Although I have tried to emphasize that I do not believe there is nearly enough evidence to know with confidence what type of balance would occur with the widespread use of tPA for presumed AIS, I suspect it is unlikely that it would produce substantially more good than harm, or substantially more harm than good. Not for individual patients, of course, who may have tremendously positive or tremendously negative results. But in the AIS population at large it is almost inconceivable that tPA would have as much impact on overall outcome as the use of a single aspirin.16,17 If that is the case, one has to ask why so much attention has been paid to this treatment . . . and at the same time why some of us have spent so much effort raising objections. If it really is not likely to cause lots of harm, why put up so much resistance – even if it does not produce lots of benefit? There are two good answers, I believe. First, as noted above, only with more information will we be able to avoid doing the wrong thing for individual patients. Although the population overall may not gain or suffer markedly, I do not want to use a drug that is more likely than not to hurt the patient in front of me. At the same time, and equally important, I do not wish to deny it to someone who stands a real chance of reaping important benefit.

There is perhaps an even more important reason to resist the steamroller efforts by advocates of thrombolysis for AIS. I believe scientific questions should be answered by the best available science, and that we should not allow misplaced zeal, not to mention politics, or money, to stand in the place of such science. Among the organizations whose guidelines have trumpeted tPA for AIS as a ‘proven’ therapy, some have substantial conflicts of interest, having received major financial support from the drug's manufacturers.18 The same is true of many of the experts chosen to sit on guideline panels, who make these recommendations.18,19

It is equally distasteful to use extra-medical venues to try to influence practice, when debate and argument have failed to do so. Advocates of thrombolysis for AIS sometimes dismiss sceptics – including the large number of emergency physicians who have chosen not to adopt this therapy – as either greedy, or simply ignorant.20 In addition, there have been efforts to force changes in behaviour through regulatory agencies (such as the Joint Commission on the Accreditation of Healthcare Organizations in the USA), legislation (numerous bills have been proposed at the local, state and national level in the USA), and the financial and emotional penalties associated with claims of malpractice.

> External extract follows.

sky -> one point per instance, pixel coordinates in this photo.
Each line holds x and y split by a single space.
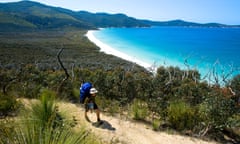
201 11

Which takes us back to the beginning … lawsuits against emergency physicians for not having used this drug in AIS. Although the details of these cases – and the overall care provided – vary enormously, such that my personal feelings about them is also very varied, I believe it would be tragic – in every one of these cases – if we allowed the threat of legal action to stampede us, as individuals and as a community, into adopting an approach about which a huge number of us so obviously remain unconvinced. It is ultimately for this reason that I personally am willing to put so much time and effort (for which I receive no personal financial recompense) into this issue – even though I myself suspect that the impact of thrombolysis for AIS will ultimately prove to be small. It is because I also believe that the impact of this larger question – how do we as a medical community allow policy to be made, in the absence of scientific rigor – is likely to be far, far more substantial.